先ほどのボロボロだった状態とは打って変わってピカピカの白骨だ。両腕もきっちり付いている。
「よし交代ー!後はよろしくねスケさん!」
『……』
束の間の休憩を満喫するため、ポイっとナイフを明け渡し簡単に指示をしたが、なんと躊躇なく心臓めがけてぶっ刺してしまった。魔石は心臓の周辺にあるため、個体によって場所が変わる。今回は当たりを引いたようだ。見事に粉々である。
「ああああああああ!!」
「…まあこんな風になるからちゃんと指示しな」
その後は反省し適度に指示を行い、フレイマーも有効と言われた爪や(奇跡的に無事だった)魔石を回収。1個は犠牲になったが、計四個魔石が手に入った。次はこれらを使用していよいよ魔導書のグレードアップを行うらしい。

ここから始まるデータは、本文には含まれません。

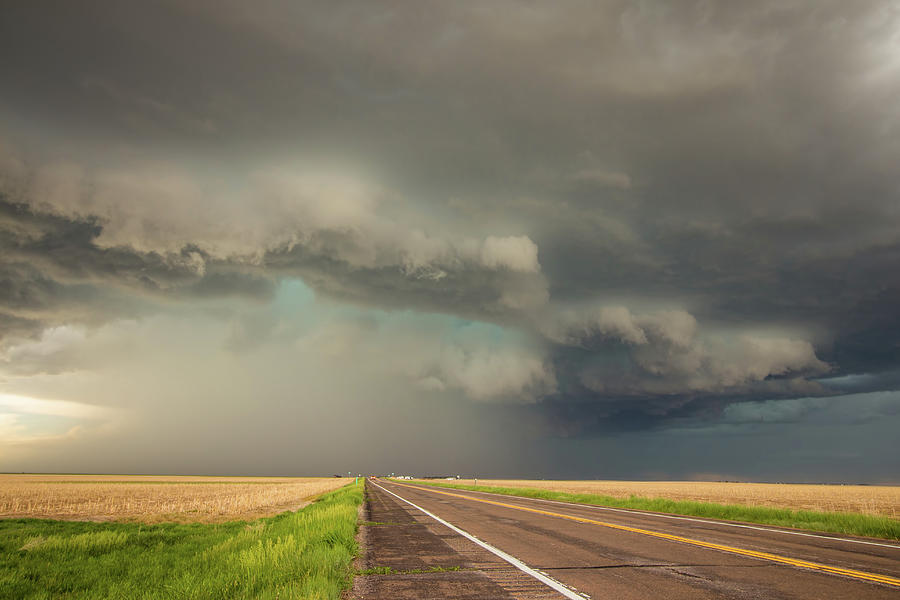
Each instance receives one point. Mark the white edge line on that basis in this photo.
(559, 587)
(665, 516)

だがこの小さな体で色々やりすぎたせいか、或いはおっさんの体力ゲージの短さか。いよいよ疲労困憊になってきた。もうこれ以上は無理だろう。そうゴルさんに伝えると、俺を抱えて村まで戻ってくれた。中身おっさんがアル中の爺さんに抱えられる。かなりの地獄絵図だが、如何せん頭と体が思考を手放せと訴えて止まず、気が付けば深い眠りに落ちていった―
こうして初日の初プレイは、大半が移動と解体作業で幕を閉じたのである。